• Original article (Clinical research) • Previous Articles     Next Articles

Clinicopathological analysis of 46 cases of primary mediastinal germ cell tumors

GAO Yu-ping1, LIU Qiang2, CHEN Yi-ming2   

  1. 1.Shanghai Key Laboratory for Assisted Reproduction and Reproductive GeneticsCenter for Reproductive Medicine, 2.Department of Pathology, Renji Hospital, Shanghai Jiao Tong University School of Medicine, Shanghai 200127, China
  • Online:2015-05-28 Published:2015-06-04
  • Supported by:

    Foundation of Science and Technology Commission of Shanghai Municipality,134119a9502,12DZ2260600

Abstract:

Objective To investigate the clinicopathological features of primary mediastinal germ cell tumors (PMGCTs). Methods A total of 46 patients with PMGCTs were selected and their clinicopathological features were retrospectively analyzed. Results Among 46 patients with PMGCTs, 24 of them were male and 22 of them were females and the median age was 29.1. All 22 female patients were diagnosed with mature teratoma. All patients with malignant GCTs were male. Main clinical manifestations were chest pain, cough, dyspnea, and fever. Among 46 patients, there were 34 patients with mature teratoma (73.9%), 4 patients with seminoma (8.7%), 3 patients with york sac tumor (6.5%), 2 patients with immature teratoma (4.3%), 2 patients with mixed GCTs (4.3%), and 1 patient with malignant teratoma (2.2%). Immunohistochemical markers PLAP, OCT3/4, CD117, CK, CD30 and LCA were helpful for accurate diagnosis and differential diagnosis of PMGCTs.

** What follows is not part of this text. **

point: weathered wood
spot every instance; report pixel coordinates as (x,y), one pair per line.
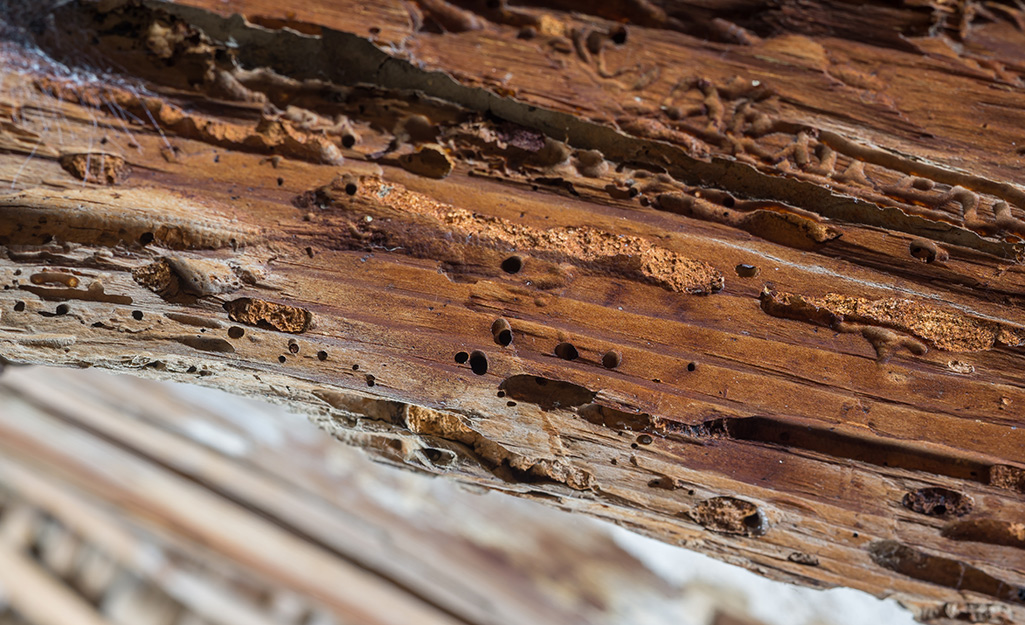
(66,503)
(750,285)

Follow-ups showed that the 5-year overall survival rates of patients with mature teratoma and seminoma were 100% and 75%, respectively. The prognosis of malignant teratoma, york sac tumor, and mixed GCTs was poor. Conclusion The gender of patients with PMGCTs is closely correlated with histological types of PMGCTs. Mature teratoma is the most common type. Seminoma and york sac tumor are common types of malignant GCTs. Compared with malignant GCTs other than seminoma, the prognosis of seminoma is much better, which may be relevant to being sensitive to radiotherapy and chemiotherapy.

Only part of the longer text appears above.